Some 30 million Americans, including 10 million men, struggle with eating disorders. For so many people, these illnesses take over one’s life, these illnesses become them and people can struggle for years, even decades, with these illnesses. Some people live with anorexia, bulimia and binge eating disorder for so long, they truly cannot remember how to live without their eating disorder. They do not remember what they were like before food took over their lives. The eating disorder becomes them.
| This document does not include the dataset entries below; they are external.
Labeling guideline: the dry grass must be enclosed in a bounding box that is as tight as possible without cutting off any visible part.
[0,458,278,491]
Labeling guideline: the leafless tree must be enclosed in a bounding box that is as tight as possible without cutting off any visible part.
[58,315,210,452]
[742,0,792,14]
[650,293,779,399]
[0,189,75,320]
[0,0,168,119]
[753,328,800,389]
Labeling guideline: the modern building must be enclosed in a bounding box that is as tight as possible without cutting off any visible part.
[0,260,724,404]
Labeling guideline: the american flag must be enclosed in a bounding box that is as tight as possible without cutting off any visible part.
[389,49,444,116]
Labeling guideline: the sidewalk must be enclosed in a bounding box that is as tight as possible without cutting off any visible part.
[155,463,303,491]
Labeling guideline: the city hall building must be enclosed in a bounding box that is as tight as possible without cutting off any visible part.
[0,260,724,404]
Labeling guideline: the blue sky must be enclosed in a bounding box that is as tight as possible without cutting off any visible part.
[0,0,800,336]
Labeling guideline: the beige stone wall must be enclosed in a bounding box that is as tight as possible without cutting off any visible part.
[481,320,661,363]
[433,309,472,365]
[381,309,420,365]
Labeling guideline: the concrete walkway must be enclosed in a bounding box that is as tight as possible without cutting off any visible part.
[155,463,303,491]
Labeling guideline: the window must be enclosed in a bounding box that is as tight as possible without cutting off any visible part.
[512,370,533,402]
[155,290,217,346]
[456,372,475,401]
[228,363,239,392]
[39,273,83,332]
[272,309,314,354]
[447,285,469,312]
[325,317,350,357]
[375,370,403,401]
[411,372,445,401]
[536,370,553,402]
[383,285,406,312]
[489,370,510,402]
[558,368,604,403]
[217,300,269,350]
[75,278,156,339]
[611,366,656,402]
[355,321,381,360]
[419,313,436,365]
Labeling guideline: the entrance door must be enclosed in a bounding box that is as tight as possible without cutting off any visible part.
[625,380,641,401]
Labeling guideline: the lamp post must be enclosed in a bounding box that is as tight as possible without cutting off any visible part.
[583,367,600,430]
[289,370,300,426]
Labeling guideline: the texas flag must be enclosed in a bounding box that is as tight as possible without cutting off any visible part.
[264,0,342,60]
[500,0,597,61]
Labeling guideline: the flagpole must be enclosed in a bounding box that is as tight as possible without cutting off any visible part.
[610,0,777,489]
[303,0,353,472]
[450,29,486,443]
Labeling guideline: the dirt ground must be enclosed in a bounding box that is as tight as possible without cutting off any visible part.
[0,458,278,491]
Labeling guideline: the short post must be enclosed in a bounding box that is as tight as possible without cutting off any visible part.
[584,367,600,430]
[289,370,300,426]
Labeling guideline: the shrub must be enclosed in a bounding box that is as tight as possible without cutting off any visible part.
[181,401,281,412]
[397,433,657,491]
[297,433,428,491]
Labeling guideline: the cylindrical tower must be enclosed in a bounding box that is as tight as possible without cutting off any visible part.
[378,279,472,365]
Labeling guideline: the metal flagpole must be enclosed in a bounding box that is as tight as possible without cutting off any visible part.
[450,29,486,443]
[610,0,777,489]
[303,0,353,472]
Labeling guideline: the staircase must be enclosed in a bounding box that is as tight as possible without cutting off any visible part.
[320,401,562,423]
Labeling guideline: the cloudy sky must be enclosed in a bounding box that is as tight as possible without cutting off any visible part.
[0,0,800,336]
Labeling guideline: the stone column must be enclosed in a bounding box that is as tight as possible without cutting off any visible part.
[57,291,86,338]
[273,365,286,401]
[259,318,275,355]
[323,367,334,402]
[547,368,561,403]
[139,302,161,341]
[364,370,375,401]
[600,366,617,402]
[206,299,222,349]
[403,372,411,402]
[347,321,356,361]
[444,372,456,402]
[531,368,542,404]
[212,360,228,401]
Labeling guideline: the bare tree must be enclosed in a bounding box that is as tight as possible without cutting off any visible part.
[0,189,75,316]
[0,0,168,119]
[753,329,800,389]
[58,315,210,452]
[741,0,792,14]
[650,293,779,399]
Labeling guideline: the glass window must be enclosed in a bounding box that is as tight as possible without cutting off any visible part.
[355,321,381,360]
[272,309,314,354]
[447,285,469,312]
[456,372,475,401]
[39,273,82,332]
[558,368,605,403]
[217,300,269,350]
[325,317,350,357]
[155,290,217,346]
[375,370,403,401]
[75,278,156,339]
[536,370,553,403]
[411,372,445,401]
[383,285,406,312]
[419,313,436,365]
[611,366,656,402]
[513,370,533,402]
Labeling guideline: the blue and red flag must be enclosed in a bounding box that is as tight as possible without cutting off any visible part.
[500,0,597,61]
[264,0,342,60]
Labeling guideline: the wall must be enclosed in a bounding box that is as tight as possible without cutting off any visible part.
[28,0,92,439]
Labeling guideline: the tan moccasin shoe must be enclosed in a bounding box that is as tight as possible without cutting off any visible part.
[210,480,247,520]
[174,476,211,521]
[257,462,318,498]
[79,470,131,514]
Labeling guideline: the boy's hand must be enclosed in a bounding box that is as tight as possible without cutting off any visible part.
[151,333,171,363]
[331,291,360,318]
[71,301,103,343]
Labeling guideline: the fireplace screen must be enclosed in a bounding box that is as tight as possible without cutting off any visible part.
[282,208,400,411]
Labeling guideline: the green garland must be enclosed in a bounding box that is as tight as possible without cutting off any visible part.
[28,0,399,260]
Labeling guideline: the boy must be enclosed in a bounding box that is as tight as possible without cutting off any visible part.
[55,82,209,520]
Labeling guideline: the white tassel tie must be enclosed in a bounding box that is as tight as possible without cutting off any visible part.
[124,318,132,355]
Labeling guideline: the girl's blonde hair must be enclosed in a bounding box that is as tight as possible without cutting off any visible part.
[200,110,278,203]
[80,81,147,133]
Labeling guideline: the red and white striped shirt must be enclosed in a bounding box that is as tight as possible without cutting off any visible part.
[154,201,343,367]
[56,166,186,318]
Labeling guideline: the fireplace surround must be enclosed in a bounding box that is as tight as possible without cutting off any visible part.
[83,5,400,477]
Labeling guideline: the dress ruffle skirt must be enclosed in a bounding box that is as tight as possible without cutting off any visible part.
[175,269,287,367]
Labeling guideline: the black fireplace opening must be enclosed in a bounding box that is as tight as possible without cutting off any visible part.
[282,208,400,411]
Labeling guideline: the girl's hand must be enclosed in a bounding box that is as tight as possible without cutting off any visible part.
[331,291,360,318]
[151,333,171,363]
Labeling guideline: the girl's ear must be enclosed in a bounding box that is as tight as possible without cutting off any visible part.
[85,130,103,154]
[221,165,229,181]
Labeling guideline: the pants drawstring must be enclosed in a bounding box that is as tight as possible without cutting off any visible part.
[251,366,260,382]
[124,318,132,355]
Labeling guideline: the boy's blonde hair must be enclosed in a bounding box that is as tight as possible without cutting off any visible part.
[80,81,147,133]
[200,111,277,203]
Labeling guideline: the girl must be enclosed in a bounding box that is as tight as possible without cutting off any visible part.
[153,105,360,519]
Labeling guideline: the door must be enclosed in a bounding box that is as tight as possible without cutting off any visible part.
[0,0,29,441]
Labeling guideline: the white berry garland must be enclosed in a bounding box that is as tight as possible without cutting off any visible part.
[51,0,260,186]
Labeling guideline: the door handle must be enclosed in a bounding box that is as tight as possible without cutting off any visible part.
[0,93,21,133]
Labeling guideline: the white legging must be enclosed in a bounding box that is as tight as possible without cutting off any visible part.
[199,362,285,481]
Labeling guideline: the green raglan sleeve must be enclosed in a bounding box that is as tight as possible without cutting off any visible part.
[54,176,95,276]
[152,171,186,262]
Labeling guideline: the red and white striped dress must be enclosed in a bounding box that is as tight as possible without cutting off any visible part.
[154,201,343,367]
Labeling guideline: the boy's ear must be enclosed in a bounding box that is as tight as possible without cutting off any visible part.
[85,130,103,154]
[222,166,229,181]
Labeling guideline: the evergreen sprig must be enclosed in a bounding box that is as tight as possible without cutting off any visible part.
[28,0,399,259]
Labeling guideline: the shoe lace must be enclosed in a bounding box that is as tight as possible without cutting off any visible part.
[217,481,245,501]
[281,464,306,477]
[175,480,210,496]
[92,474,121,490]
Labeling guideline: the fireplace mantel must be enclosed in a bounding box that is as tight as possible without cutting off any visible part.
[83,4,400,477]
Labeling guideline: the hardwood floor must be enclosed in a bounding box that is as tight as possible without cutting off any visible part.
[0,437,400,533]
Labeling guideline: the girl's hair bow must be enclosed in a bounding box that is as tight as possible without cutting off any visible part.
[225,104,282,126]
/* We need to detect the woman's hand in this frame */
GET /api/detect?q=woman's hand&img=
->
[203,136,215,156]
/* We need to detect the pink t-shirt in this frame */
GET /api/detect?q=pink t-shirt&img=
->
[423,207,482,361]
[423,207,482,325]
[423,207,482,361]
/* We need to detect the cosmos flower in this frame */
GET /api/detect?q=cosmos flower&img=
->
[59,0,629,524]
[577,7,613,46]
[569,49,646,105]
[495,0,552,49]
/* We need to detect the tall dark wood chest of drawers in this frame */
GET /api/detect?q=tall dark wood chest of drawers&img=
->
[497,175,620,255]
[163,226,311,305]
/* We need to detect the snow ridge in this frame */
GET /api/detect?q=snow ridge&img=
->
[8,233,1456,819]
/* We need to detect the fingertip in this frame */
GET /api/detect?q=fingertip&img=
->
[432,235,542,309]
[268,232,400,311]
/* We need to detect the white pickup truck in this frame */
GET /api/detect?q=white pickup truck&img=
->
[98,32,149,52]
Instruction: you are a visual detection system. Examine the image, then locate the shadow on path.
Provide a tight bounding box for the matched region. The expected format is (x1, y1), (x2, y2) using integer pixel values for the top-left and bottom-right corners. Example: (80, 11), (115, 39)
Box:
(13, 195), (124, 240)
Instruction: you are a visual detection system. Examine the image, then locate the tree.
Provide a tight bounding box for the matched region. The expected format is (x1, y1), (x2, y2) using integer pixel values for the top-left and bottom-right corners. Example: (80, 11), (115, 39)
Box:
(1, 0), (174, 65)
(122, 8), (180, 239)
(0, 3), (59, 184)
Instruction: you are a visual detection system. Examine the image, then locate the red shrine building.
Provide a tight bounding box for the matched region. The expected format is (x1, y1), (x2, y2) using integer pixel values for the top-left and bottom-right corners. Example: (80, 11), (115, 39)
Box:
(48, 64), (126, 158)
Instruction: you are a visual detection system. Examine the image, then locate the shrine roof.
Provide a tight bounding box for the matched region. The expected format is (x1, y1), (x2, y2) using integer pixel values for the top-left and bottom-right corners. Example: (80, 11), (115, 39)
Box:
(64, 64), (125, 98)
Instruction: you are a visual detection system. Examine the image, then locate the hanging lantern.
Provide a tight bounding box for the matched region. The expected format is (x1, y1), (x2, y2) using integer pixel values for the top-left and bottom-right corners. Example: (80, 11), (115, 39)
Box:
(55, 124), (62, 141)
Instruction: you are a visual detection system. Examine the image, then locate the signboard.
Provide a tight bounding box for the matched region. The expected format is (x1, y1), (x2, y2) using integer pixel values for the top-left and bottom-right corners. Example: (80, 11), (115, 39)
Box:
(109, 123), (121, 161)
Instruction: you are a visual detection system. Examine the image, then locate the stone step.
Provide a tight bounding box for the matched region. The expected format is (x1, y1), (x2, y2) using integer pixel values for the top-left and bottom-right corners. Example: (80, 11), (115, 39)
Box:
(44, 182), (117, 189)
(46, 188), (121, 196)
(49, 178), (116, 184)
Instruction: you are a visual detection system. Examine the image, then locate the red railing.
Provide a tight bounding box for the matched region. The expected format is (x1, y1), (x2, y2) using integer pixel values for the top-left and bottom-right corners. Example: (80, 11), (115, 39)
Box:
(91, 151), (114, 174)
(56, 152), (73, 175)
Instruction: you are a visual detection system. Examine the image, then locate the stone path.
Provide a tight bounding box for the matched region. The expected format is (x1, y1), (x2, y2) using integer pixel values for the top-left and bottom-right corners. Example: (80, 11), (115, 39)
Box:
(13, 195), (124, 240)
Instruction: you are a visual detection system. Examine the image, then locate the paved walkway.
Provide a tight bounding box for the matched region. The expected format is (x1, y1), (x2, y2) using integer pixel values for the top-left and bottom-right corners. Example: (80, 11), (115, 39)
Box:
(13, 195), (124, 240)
So often, though, the eating disorder becomes less about food and more about control. Eating anything for those struggling with anorexia can feel like losing control. Some area of their lives feels out of control and it feels as though the only way to gain control is to limit food intake and they become good at it. People living with anorexia often are perfectionists and become perfect at counting calories and losing weight. People living with anorexia or bulimia often feel as though they do not deserve to eat anything unless they have exercised for hours beforehand and plan to exercise for hours after consuming even scant amounts of food. People living with anorexia often feel as though they do not deserve to nourish their bodies, much less their hearts and souls because of messages they have received, because of repeated rejection by people they love and hope to love them in return. These eating disorders become less about the food and more about feelings of worthiness. People living with these eating disorders often feel they are not worthy of love, even love given to themselves. Eating disorders often are about shame and self-loathing.
Trying to maneuver one’s way out of an eating disorder takes time and effort and is terribly frightening. Recovery can feel like losing control over the one thing—food—one thought one had control over. Recovery actually is about recognizing the fact that you are worthy of love and belonging. Recovery is actually about recognizing the fact that you deserve your own love and once you begin to love yourself, everything else falls into place.
Recovery from eating disorders means taking back your control, taking back your power. For months, years, decades you have given food your power. Now is the time to take back that power. Recovery from eating disorders means loving yourself enough to nourish your body and soul. Do you not deserve to nourish yourself? Do you not deserve the love you likely freely give others? Do you not deserve a life that is both healthy and happy?